Oferecer vaga em creche para todas as crianças não é obrigatório para o governo brasileiro e, segundo os dados, a maior parte dos pais com filhos de 0 a 3 anos afirmaram que seus filhos não estão matriculados por decisão da própria família – entre os bebês de 0 a 1 ano, dois terços dos pais dizem que preferem que eles não frequentem a escola nessa idade.

Porém, até 2024, segundo o Plano Nacional de Educação (PNE), o Brasil precisa garantir que 50% da população de 0 a 3 anos esteja matriculada em creches. Em 2017, segundo a Pnad, essa taxa aumentou 2,3 pontos percentuais, com cerca de 210 mil novas matrículas, e chegou a 32,7% considerando a média nacional. Porém, essa meta já foi batida, considerando apenas o grupo de 20% das crianças com a renda familiar per capita mais alta do país.

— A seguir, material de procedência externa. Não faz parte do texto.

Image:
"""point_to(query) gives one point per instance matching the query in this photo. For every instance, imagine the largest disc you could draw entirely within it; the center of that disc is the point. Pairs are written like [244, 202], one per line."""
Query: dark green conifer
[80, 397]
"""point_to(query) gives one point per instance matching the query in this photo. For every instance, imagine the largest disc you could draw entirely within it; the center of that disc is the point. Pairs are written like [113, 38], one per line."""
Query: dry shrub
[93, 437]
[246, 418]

Essa previsão faz parte da meta 1 do PNE. O plano foi aprovado em 2014 e tem duração prevista de dez anos. Ele instituiu uma série de indicadores que o país precisa atingir dentro de períodos determinados.

Para especialistas, famílias mais pobres devem ser prioridade

Especialistas em educação ouvidos pelo G1 dizem que os resultados do Pnad mostram como as políticas públicas ainda não são eficazes para reduzir a desigualdade entre as classes brasileiras.

“A creche é hoje uma das etapas mais desiguais da educação, o que ajuda a demonstrar que a injustiça social começa desde os primeiros meses de vida”, afirma Daniel Cara, coordenador geral da Campanha Nacional pelo Direito à Educação (CNDE).

“Há uma desigualdade gritante na matrícula, mas, mesmo para as crianças de famílias com menor renda matriculadas, há um problema grave da qualidade do equipamento. O Brasil tem permitido creches com profissionais despreparados, que mais se parecem depósitos de crianças. E isso preciso mudar.”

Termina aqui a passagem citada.